Nvidia brings RTX to ARM – PC gaming with an RTX 3060 and an ARM processor

Nvidia brings RTX to ARM - PC gaming with an RTX 3060 and a ARM processor

Nvidia brings RTX to ARM – PC gaming with an RTX 3060 and an ARM processor

At GDC 2021, Nvidia’s has showcased its latest RTX series graphics cards running with an ARM-based MediaTek Kompanio 1200 processor, showcasing a potential future for the high-performance PC gaming market. 

This demo should scare the likes of AMD and Intel, as their x86-based processors have long been the mainstay of the PC gaming market. If Nvidia’s ARM acquisition is approved, Nvidia will have the opportunity to create all Nvidia gaming systems with ARM processors and Geforce graphics, a change that could remake the PC market. 

Windows 11 will support ARM-based processors and feature support for x86 emulation, making a shift towards Windows on ARM a distinct possibility should sufficiently powerful ARM processors come to market.
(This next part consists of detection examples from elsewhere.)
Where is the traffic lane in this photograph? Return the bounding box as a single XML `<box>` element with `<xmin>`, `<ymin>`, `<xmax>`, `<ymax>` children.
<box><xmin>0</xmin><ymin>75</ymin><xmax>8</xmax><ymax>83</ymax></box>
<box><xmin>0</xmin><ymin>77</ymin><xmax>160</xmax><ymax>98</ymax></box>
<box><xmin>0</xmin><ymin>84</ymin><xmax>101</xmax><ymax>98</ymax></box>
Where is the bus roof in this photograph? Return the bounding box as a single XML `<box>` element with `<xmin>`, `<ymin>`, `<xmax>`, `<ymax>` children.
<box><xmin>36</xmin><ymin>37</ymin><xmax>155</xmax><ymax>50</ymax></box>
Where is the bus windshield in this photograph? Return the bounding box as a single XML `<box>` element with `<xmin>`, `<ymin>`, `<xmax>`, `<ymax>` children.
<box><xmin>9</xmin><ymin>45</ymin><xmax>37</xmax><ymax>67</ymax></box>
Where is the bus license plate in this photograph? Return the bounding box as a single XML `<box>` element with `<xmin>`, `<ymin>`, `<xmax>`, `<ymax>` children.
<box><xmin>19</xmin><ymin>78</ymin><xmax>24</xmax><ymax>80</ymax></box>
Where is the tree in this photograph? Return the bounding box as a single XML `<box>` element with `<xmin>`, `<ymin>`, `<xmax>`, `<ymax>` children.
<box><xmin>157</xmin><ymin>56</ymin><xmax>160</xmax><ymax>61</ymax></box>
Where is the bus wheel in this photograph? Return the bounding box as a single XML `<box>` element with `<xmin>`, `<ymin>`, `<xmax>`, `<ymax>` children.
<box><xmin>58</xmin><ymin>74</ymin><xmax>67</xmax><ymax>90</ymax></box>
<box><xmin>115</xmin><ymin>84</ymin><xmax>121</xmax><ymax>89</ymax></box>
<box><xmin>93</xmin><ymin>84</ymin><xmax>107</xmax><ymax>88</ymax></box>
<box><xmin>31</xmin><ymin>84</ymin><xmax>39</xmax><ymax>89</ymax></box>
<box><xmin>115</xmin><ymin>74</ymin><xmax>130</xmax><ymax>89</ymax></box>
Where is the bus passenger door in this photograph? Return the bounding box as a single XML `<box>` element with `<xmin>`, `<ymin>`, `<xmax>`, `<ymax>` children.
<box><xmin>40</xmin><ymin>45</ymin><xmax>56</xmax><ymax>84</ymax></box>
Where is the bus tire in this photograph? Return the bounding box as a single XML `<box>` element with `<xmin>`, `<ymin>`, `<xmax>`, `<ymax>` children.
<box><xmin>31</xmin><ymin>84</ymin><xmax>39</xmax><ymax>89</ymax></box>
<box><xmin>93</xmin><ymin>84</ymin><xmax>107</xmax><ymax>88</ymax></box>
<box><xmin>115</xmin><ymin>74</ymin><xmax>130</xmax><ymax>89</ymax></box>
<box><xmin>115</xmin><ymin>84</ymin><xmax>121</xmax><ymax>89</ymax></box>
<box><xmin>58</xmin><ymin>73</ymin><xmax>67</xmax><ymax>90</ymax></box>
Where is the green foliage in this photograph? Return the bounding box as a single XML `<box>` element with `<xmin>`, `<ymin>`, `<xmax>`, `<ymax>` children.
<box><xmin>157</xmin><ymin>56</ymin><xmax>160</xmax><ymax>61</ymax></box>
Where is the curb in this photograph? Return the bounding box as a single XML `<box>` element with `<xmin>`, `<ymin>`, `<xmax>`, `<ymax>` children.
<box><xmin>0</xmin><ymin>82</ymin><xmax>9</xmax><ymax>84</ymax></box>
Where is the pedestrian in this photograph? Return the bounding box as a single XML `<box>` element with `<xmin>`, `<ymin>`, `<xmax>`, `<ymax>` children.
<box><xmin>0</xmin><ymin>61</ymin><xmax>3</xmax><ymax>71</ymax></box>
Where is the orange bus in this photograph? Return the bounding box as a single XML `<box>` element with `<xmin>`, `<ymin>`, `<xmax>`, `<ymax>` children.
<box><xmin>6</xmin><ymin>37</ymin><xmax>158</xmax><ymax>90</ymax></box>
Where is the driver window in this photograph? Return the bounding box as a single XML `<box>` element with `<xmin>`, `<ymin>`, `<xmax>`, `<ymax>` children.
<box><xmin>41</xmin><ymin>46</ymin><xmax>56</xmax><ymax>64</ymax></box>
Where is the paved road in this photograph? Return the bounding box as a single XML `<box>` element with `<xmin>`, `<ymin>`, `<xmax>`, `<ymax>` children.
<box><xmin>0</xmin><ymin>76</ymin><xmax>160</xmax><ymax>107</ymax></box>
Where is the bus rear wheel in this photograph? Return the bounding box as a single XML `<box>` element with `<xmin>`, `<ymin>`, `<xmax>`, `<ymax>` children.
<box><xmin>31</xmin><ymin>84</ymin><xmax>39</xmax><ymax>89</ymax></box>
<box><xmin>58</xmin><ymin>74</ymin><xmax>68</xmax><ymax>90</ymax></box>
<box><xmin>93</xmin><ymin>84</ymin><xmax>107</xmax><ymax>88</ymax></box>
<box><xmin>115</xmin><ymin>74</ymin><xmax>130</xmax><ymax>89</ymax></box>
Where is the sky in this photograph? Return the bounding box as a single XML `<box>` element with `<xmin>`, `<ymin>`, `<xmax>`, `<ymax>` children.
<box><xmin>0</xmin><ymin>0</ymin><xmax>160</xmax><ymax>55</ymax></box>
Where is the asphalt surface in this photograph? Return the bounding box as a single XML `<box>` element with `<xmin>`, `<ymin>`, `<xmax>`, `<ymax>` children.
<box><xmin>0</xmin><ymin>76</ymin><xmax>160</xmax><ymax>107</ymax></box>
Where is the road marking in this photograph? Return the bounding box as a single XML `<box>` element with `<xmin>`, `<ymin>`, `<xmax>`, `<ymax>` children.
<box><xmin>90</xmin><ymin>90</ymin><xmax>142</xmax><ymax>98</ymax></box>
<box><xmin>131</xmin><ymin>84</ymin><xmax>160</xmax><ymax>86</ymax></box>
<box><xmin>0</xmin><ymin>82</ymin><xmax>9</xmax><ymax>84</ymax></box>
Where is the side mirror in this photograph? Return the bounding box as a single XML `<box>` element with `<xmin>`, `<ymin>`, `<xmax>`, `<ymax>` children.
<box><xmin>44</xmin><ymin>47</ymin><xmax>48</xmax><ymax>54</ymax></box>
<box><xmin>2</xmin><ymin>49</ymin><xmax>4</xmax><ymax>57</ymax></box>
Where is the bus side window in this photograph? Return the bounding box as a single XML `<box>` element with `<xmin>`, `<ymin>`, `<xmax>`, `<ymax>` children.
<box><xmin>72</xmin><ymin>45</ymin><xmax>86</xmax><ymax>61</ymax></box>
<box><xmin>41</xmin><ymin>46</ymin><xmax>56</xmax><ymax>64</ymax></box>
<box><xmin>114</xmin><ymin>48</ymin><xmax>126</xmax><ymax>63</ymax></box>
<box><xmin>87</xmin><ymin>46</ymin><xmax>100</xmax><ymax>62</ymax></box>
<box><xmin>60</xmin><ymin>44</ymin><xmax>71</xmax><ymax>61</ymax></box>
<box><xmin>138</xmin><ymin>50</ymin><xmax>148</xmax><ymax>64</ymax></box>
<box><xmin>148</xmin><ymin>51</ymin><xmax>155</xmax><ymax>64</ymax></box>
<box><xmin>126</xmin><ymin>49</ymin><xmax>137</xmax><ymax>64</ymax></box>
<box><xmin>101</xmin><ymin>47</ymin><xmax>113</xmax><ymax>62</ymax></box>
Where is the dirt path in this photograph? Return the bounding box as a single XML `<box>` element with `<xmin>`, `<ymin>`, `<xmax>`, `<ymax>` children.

That said, Microsoft’s x86 app emulation will need to be first-class, as legacy app support is a must for most gamers. 

Nvidia has demoed a unique ARM version of Wolfenstein Youngblood, which highlights RTX on ARM. This demo version of Wolfenstein will not become commercially available, but it highlights the potential of ARM-based gaming systems. This demo ran on Linux, highlighting that Nvidia has not only gotten its RTX feature set working on ARM, but they have also gotten RTX features like DLSS to operate natively on Linux. 

The video demo below showcases a major shift from Nvidia, highlighting how the company can remake the gaming market should its competitors fail to innovate. 


     These demos are being run on a GeForce RTX 3060 GPU paired with a MediaTek Kompanio 1200 Arm processor.

The first demo is from Wolfenstein: Youngblood, built in partnership with MachineGames and Bethesda Softworks. An Arm version of this game is not planned for commercial release, but the flexibility and power of the idTech engine made Wolfenstein: Youngblood a natural choice for a demonstration of RTX technology on Arm.

The second demo is from a sample scene called The Bistro, with more than 80,000 illuminated triangles all emitting at the same time, bathing the room in lamplight and sunlight. Every light in the scene is casting shadows. These effects, made possible by RTX Direct Illumination (RTXDI) and NVIDIA Real-Time Denoisers (NRD), create a cinematic-quality display.

With or without their ARM acquisition, it looks like Nvidia has plans to reforge the PC gaming market. Nvidia wouldn’t focus on Linux and ARM support if they didn’t plan to make extensive use of those features, and that very prospect should have AMD, Intel, and Microsoft worried. 

Nvidia has long said they are not just a graphics card company, and their continued push for software development highlights this monumental shift. In time, Nvidia has the potential to release its own gaming systems on Linux with a huge suite of unique hardware/software optimisations. In this regard, Nvidia’s starting to look a lot like Apple.